Methodology
MRVA reporting is fundamentally a data problem. SARIF artifacts are unstructured, per-repository JSON documents that must be transformed into a queryable, presentation-ready format. The workflow follows four stages:
flowchart LR
A["<b>Raw</b><br/>SARIF JSON<br/>GitHub API"] -->|sarif-sql| B["<b>Curated</b><br/>Typed fields<br/>Conformed dates"]
B -->|sarif-sql| C["<b>Unified</b><br/>Normalized schema<br/>mrva-analysis.db"]
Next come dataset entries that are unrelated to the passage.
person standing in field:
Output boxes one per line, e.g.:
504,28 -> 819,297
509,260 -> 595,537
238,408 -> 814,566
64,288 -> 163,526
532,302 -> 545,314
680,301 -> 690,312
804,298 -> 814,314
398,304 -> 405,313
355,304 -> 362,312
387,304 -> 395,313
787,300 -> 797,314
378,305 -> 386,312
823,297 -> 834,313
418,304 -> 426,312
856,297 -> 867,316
C -->|mrva-prep| D["<b>Optimized</b><br/>Pre-aggregated<br/>Indexed"]
1. Raw
Input: SARIF JSON files and analysis metadata downloaded from the GitHub Code Scanning API. Each file is an independent, deeply nested document with no cross-repository linkage. This is the unprocessed source data.
2. Curated
The sarif-sql CLI parses each SARIF file and extracts typed fields: rule identifiers, severity levels, message strings, file paths, region coordinates, code flow steps, and fingerprints. Date values are conformed to a consistent format. Nested SARIF structures (runs → results → locations → code flows) are flattened into discrete records with explicit relationships.
3. Unified
Curated records are mapped to a normalized relational schema and written to a SQLite database (mrva-analysis.db). Four tables analysis, repository, rule, alert establish foreign key relationships that enable cross-repository queries. Data from all scanned repositories is consolidated into a single database, providing the unified query surface.
4. Optimized
The mrva-prep CLI restructures the database for client-side rendering performance. Pre-aggregated metrics (alert counts by severity, top rules, top repositories, file path distributions) are computed and stored. Query-optimized indexes are added to support the access patterns required by the reporting dashboard. The result is a database that can be loaded into an in-memory WASM SQLite instance and queried without perceptible latency.